While Indo-European peoples mainly were patriarchal and patrilineal, certain ancient myths have been argued to expose ancient traces of matrilineal customs that existed before historical records.

The ancient historian Herodotus is cited by Robert Graves in his translations of Greek myths as attesting that the Lycians of their times "still reckoned" by matrilineal descent, or were matrilineal, as were the Carians.

In Greek mythology, while the royal function was a male privilege, power devolution often came through women, and the future king inherited power through marrying the queen heiress. This is illustrated in the Homeric myths where all the noblest men in Greece vie for the hand of Helen (and the throne of Sparta), as well as the Oedipian cycle where Oedipus weds the recently widowed queen at the same time he assumes the Theban kingship.

This trend also is evident in many Celtic myths, such as the (Welsh) mabinogi stories of Culhwch and Olwen, or the (Irish) Ulster Cycle, most notably the key facts to the Cúchulainn cycle that Cúchulainn gets his final secret training with a warrior woman, Scáthach, and becomes lover both to her and her daughter; and the root of the Táin Bó Cuailnge, that while Ailill may wear the crown of Connacht, it is his wife Medb who is the real power, and she needs to affirm her equality to her husband by owning chattels as great as he does.

A number of other Breton stories also illustrate the motif.
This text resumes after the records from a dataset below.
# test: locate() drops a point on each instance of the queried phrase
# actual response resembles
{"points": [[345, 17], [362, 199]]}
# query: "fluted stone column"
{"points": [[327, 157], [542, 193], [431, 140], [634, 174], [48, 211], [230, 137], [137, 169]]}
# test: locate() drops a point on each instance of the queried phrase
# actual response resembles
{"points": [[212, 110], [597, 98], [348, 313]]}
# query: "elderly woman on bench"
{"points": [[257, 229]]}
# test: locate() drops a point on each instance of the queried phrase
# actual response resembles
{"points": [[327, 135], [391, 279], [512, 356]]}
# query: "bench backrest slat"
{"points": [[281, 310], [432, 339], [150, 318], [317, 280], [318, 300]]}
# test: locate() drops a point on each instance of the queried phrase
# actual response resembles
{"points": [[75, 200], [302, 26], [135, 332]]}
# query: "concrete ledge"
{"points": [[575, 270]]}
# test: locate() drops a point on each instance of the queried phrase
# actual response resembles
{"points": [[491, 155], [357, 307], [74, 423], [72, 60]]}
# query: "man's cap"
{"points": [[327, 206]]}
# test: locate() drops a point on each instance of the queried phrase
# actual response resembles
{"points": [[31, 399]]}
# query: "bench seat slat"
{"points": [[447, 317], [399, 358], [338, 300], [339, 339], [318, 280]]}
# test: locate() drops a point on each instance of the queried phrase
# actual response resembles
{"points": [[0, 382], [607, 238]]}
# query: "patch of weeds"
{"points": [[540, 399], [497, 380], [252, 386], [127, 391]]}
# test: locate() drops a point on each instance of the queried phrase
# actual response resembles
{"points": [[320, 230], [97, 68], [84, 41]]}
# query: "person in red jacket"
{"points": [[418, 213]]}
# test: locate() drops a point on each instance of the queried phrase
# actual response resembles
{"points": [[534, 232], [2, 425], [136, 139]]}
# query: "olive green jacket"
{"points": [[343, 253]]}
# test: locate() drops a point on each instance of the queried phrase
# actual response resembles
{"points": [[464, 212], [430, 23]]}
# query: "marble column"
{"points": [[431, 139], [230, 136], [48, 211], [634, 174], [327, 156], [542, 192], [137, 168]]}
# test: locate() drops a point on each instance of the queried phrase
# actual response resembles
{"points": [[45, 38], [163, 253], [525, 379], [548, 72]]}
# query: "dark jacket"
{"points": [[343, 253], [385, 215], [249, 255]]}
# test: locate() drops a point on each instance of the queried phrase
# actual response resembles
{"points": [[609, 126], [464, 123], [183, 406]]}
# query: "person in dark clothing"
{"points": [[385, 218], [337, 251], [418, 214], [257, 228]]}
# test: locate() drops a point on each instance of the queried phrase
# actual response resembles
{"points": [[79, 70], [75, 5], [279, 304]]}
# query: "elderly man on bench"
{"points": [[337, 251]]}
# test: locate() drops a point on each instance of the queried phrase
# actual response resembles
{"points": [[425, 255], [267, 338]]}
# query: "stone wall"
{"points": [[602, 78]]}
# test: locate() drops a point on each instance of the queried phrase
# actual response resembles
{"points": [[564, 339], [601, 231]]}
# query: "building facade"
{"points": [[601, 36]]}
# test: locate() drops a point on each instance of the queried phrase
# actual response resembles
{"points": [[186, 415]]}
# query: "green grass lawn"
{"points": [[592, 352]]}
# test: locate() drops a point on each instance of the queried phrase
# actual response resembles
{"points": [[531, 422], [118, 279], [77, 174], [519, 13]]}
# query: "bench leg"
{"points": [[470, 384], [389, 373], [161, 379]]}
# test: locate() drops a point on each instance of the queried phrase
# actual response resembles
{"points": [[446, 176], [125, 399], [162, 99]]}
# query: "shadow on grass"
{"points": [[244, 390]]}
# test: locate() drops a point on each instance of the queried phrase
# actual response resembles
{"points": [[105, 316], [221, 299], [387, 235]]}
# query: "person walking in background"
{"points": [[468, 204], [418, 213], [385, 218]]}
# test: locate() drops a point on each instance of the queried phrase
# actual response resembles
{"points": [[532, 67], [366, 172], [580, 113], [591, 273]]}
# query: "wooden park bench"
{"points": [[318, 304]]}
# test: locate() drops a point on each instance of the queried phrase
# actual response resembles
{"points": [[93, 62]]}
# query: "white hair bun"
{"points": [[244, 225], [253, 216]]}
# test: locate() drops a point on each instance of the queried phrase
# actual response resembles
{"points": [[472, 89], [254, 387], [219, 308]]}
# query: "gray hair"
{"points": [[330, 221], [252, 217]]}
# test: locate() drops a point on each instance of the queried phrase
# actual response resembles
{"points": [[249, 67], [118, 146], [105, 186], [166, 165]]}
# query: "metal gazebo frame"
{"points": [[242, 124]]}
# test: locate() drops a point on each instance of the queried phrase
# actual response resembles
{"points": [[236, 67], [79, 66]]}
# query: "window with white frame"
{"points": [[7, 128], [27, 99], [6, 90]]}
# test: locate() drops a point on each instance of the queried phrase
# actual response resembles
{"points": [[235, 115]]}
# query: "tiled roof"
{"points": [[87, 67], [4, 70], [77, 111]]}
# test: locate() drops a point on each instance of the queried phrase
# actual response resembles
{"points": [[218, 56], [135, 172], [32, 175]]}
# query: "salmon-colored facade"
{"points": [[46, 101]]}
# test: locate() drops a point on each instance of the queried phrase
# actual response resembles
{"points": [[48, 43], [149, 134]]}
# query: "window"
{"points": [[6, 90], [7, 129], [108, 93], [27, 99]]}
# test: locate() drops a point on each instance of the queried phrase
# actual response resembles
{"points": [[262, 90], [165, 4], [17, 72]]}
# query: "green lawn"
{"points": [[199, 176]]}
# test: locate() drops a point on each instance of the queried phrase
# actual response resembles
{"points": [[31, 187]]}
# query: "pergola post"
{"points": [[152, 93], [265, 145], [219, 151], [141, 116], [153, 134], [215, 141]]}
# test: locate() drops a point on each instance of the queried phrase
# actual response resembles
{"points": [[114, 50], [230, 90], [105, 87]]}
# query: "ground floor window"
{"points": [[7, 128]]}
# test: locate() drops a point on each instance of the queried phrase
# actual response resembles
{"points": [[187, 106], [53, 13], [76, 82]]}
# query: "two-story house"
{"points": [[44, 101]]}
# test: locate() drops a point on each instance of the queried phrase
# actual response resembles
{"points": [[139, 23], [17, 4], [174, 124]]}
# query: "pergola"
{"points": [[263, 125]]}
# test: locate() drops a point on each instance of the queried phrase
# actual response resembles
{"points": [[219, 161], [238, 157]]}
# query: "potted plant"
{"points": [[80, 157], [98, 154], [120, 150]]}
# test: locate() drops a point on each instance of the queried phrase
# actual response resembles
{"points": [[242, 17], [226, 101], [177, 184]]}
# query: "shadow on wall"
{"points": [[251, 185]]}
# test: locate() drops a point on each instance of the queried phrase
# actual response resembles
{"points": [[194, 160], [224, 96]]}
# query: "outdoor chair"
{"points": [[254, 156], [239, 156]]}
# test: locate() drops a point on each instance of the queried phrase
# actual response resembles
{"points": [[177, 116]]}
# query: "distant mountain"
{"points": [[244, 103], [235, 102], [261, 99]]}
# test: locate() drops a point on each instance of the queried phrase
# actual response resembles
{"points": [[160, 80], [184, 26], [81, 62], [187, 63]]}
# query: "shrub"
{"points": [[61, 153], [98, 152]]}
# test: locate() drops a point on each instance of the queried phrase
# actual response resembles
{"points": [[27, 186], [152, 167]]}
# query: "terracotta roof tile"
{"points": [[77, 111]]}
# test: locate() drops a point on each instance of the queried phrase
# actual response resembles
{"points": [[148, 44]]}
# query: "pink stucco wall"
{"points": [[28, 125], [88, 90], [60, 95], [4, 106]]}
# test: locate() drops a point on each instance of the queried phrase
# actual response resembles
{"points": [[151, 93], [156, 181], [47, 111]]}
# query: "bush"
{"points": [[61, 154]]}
Even the King Arthur legends have been interpreted in this light by some. For example the Round Table, both as a piece of furniture and as concerns the majority of knights belonging to it, was a gift to Arthur from Guinevere's father Leodegrance.

Arguments also have been made that matrilineality lay behind various fairy tale plots which may contain the vestiges of folk traditions not recorded.

For instance, the widespread motif of a father who wishes to marry his own daughter—appearing in such tales as Allerleirauh, Donkeyskin, The King who Wished to Marry His Daughter, and The She-Bear—has been explained as his wish to prolong his reign, which he would lose after his wife's death to his son-in-law. More mildly, the hostility of kings to their daughter's suitors is explained by hostility to their successors. In such tales as The Three May Peaches, Jesper Who Herded the Hares, or The Griffin, kings set dangerous tasks in an attempt to prevent the marriage.

Fairy tales with hostility between the mother-in-law and the heroine—such as Mary's Child, The Six Swans, and Perrault's Sleeping Beauty—have been held to reflect a transition between a matrilineal society, where a man's loyalty was to his mother, and a patrilineal one, where his wife could claim it, although this interpretation is predicated on such a transition being a normal development in societies.